Some still hoping for alternative solutions to polygamous trust case
The United Effort Plan continues to hurtle toward a conclusion, but not everyone is convinced it will work.
Last week I wrote about the deadline to apply to the board of the controversial polygamous trust. That deadline came and went Thursday.
Tuesday afternoon, I called attorney Roger Hoole to see if he thought the process was going to work. He wasn't optimistic.
Hoole, who represents several people who have left the FLDS church, has long favored distributing the trust's assets. Tuesday, he expressed skepticism that authorities would be able to find enough qualified people to fill a governing board.
"I can't imagine why any person who is truly independent would be willing to serve," he said.

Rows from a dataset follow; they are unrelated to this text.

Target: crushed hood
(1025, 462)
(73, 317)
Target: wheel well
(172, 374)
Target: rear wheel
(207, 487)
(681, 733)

In light of the recent deadline, Hoole's concerns may be justified; only six people applied to serve on board, according to Utah State Courts spokeswoman Nancy Volmer. Those people will be vetted by the judge in the case, the attorneys general offices from Utah and Arizona and Bruce Wisan, the accountant appointed in 2005 to oversee the trust.
In other words, not everyone who applies is a shoo-in, which could be a problem because authorities want five people on the board.
Neither Volmer nor Hoole knew of plans to extend the application deadline so more people could apply.
Hoole also argued Tuesday that many of the homes owned by the trust could be easily distributed to people who want them. Hoole said he wished Wisan, in his role as special fiduciary, would hand out those homes.
The UEP owns much of the property in Hildale, Utah, and Colorado City, Ariz. Many of the homes are occupied by both current and former FLDS members, but matters are complicated because in some cases both current and past occupants may want a property.
Hoole said he continues to speak out in favor of distributing the less-complicated properties, though he added that he is apparently the only person advocating for alternative solutions. He also said the state has a duty to the people living on UEP land, but that officials seem most interested in disentangling themselves from the case.
"The state of Utah is putting expediency over duty," he said.
Judge Denise Lindberg, who is overseeing the UEP case, is not bound by the plan to appoint a board. Court documents reveal that if the effort to find and appoint a board doesn't work, she still can opt for a different solution.